Песня настигает меня уже после полдника — в туалете. По крайней мере, когда я выхожу из него, ресторан кажется мне почти совершенно пустым: только чуть различимые, бледные, вытянутые тени сидят и двигаются между столиками. Никаких звуков, только неясная, чуть ощутимая тяга: прочь и вниз. Немного поколебавшись, я кладу возле солонки на нашем столе записку.
«Кристо, спрячь меня в шкаф!»
Я потихоньку написала её ещё до последней ссоры, обдумав заранее, в лимузине по дороге домой — если, не приведи Господь, в ресторане есть невидимый мне наблюдатель, более прямой текст вызовет подозрение, и записку уничтожат. А так — даже если безопасники, прежде, чем отдать Кристо, станут её всячески вертеть и разгадывать, то Катарина успеет увидеть её и передать нужные слова брату. То есть я надеюсь, что сиротке придёт это в голову. И что мой муж вспомнит, о чём я.

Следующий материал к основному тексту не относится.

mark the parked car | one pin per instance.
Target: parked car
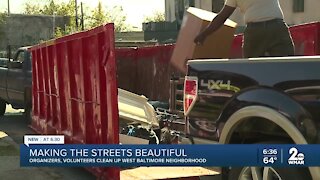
(15, 81)
(250, 101)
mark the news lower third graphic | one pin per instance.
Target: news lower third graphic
(39, 150)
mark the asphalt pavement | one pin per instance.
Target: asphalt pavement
(13, 127)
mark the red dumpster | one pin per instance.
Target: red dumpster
(75, 90)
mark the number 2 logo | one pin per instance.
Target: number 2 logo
(295, 155)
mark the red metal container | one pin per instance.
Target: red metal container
(75, 90)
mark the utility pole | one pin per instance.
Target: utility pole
(8, 7)
(82, 20)
(76, 9)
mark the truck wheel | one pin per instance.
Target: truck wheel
(3, 106)
(270, 173)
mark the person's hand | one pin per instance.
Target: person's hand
(200, 38)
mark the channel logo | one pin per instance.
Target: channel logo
(296, 157)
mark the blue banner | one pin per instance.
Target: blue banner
(169, 155)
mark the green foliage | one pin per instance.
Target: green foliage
(98, 16)
(56, 9)
(2, 23)
(111, 15)
(156, 17)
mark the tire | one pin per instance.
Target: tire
(3, 106)
(276, 173)
(270, 173)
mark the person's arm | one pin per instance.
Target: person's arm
(215, 24)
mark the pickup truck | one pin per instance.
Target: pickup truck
(249, 101)
(15, 81)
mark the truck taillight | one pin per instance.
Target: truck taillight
(190, 93)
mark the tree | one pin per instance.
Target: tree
(111, 15)
(97, 17)
(156, 17)
(61, 9)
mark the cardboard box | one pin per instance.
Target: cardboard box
(216, 45)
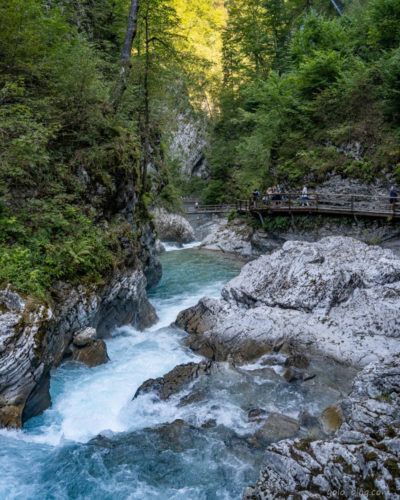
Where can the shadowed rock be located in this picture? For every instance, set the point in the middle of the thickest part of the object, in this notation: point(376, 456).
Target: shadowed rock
point(175, 380)
point(275, 427)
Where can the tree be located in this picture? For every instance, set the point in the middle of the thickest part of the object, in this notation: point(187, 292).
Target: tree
point(126, 52)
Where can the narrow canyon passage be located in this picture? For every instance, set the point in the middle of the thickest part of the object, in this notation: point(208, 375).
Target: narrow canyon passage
point(95, 442)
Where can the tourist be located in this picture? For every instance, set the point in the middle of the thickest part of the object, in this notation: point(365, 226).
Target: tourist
point(304, 197)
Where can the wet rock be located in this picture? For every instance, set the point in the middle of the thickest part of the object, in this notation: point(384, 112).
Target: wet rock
point(331, 419)
point(362, 456)
point(294, 375)
point(159, 248)
point(193, 397)
point(175, 380)
point(338, 298)
point(298, 361)
point(172, 227)
point(308, 420)
point(256, 415)
point(92, 354)
point(84, 337)
point(209, 424)
point(277, 426)
point(234, 237)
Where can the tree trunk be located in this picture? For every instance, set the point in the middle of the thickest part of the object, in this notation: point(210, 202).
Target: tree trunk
point(146, 131)
point(126, 53)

Да и вообще до сих пор заинтересован в моей судьбе. Поскольку я, похоже, всерьёз вытянула карту «Риксна», Раздор, с двумя разъярёнными воинами, скрестившими мечи в поединке.
Ладно, в прошлые два раза я тоже думала, что всё. И всё равно наставало утро, когда я просыпалась от того, что он встал с кровати.

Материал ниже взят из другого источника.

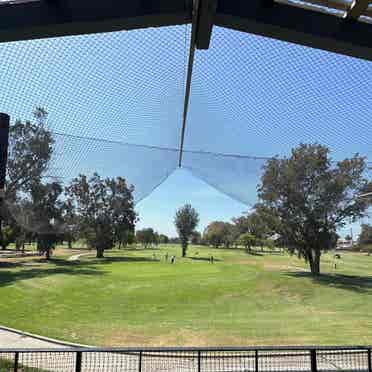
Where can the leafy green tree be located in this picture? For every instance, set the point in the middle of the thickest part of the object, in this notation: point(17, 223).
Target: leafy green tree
point(146, 237)
point(365, 238)
point(308, 197)
point(45, 215)
point(163, 239)
point(124, 237)
point(219, 233)
point(254, 223)
point(30, 151)
point(103, 207)
point(8, 236)
point(186, 221)
point(247, 240)
point(196, 238)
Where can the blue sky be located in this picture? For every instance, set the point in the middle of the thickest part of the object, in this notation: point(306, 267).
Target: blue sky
point(116, 100)
point(158, 209)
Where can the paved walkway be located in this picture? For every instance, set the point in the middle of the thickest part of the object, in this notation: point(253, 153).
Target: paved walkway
point(9, 339)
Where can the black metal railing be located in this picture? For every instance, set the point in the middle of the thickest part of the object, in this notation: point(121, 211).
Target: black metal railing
point(256, 359)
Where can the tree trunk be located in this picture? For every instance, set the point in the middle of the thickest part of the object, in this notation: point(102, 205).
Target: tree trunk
point(314, 261)
point(184, 249)
point(100, 253)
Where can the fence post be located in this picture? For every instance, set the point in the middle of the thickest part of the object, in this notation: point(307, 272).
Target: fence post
point(140, 362)
point(314, 367)
point(256, 360)
point(78, 361)
point(16, 358)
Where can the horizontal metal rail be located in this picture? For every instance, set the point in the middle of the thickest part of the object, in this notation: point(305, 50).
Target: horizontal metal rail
point(208, 359)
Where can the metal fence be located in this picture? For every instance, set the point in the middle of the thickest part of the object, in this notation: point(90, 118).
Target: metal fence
point(262, 359)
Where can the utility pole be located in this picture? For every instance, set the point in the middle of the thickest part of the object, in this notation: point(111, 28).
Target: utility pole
point(4, 143)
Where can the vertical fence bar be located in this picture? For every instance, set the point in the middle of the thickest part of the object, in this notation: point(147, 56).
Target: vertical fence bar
point(314, 367)
point(16, 359)
point(256, 360)
point(78, 361)
point(140, 362)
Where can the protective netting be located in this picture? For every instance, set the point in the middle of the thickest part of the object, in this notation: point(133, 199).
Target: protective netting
point(257, 97)
point(115, 104)
point(261, 360)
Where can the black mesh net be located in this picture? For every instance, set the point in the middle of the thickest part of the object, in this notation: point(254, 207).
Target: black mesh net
point(187, 360)
point(115, 104)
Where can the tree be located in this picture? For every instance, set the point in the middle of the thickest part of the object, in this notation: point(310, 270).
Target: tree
point(196, 238)
point(30, 151)
point(163, 239)
point(253, 223)
point(247, 240)
point(365, 237)
point(219, 233)
point(45, 216)
point(7, 236)
point(186, 220)
point(145, 237)
point(103, 207)
point(307, 197)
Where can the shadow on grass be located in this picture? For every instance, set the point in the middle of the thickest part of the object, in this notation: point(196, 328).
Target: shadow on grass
point(357, 283)
point(204, 259)
point(106, 260)
point(8, 277)
point(254, 253)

По счастью, я вспоминаю об улыбке, когда тяга — где-то на выходе из торгового центра — становится ощутимо сильнее. Ах, как жаль, что нельзя просто скинуть булавки и поддаться! Наслаждение, сопоставимое разве что… с танцем ради танца. Ну, или с тем, что у нас обычно с Кристо было после яростного десятиминутного танго, когда на меня накатывало. Из этого танца чертовски легко перейти к очень похожим движениям в горизонтальном положении. Не сейчас, Лиляна! Не отвлекайся. Иди как можно медленнее, чтобы след не простыл. Ты же хочешь, чтобы он тебя нашёл, ну, если начнёт искать. Надо же было нам рассориться так не вовремя…

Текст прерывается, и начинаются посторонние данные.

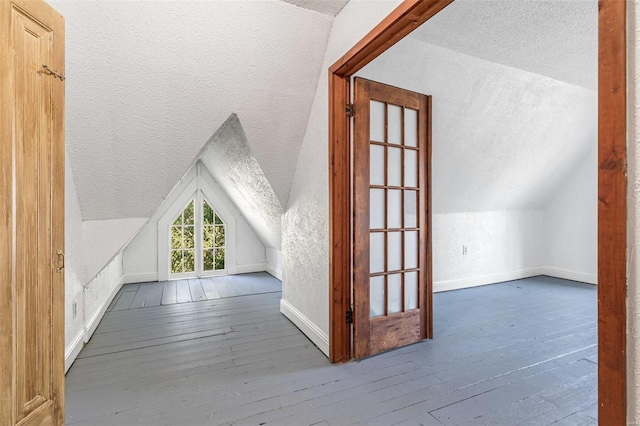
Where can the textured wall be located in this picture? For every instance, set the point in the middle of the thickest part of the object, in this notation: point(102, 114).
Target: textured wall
point(633, 213)
point(229, 159)
point(305, 241)
point(571, 223)
point(557, 39)
point(104, 238)
point(150, 81)
point(499, 244)
point(141, 253)
point(74, 275)
point(503, 138)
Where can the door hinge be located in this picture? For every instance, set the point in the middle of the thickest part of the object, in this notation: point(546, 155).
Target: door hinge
point(349, 110)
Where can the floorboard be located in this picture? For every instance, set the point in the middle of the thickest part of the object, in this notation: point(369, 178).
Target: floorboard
point(515, 353)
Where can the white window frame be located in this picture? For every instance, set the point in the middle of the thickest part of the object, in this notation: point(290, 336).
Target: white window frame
point(201, 187)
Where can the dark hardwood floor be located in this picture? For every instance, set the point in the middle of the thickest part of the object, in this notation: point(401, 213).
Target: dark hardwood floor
point(516, 353)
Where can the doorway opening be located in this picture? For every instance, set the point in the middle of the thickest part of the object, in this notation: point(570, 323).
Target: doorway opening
point(611, 193)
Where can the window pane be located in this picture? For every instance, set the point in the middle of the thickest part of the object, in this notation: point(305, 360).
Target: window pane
point(188, 214)
point(176, 237)
point(376, 252)
point(376, 209)
point(207, 236)
point(176, 261)
point(219, 259)
point(410, 290)
point(394, 295)
point(410, 127)
point(394, 124)
point(410, 209)
point(394, 167)
point(188, 237)
point(376, 165)
point(376, 121)
point(394, 251)
point(410, 250)
point(394, 208)
point(410, 168)
point(189, 261)
point(207, 261)
point(207, 213)
point(376, 297)
point(219, 236)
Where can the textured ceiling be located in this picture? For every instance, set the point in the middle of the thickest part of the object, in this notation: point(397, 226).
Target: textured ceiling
point(149, 83)
point(554, 38)
point(328, 7)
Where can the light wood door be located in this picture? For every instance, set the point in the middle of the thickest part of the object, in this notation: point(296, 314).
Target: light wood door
point(31, 214)
point(392, 250)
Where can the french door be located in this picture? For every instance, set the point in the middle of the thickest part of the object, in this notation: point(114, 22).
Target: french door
point(31, 214)
point(392, 289)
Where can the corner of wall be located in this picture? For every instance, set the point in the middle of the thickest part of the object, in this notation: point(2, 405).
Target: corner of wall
point(311, 330)
point(97, 295)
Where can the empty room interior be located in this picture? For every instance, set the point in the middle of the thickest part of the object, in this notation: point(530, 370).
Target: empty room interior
point(197, 215)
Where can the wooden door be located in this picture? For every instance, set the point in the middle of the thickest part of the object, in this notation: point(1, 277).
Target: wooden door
point(392, 250)
point(31, 214)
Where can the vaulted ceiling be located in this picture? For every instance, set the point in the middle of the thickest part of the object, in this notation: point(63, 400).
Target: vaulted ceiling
point(554, 38)
point(148, 82)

Будапешт выглядит не просто населённым призраками — машин, людей и птиц. Даже дома смотрятся по другому под пение сорокопута. На месте многоэтажного гаража — пустырь с непонятными кочками и… кажется, это поваленные надгробия. Две многоэтажки превратились в увитые плющом и диким виноградом скалы — но листья кажутся серыми от пыли, почти без зелени. Краска на стенах в Старом Городе потрескалась и выцвела, а в окнах не видно стёкол, и веет такой чистой жутью, какую я, быть может, испытывала только в детстве, возвращаясь неосвещённой ночной улицей после игр с цыганятами — в каждом провале подъезда чудился маньяк, в каждом подвальном окне — мертвец. Улыбку на лице стягивает, как с мороза. А может, на этот раз и не надо улыбаться? Может, они другую песню поют, пугательную? Нет — когда время от времени у меня темнеет перед глазами, и я обнаруживаю себя уже на другой улице, в другом квартале, улыбка всё ещё на лице. Значит, когда чары добираются до меня, мне хорошо. Ах, снять бы булавки…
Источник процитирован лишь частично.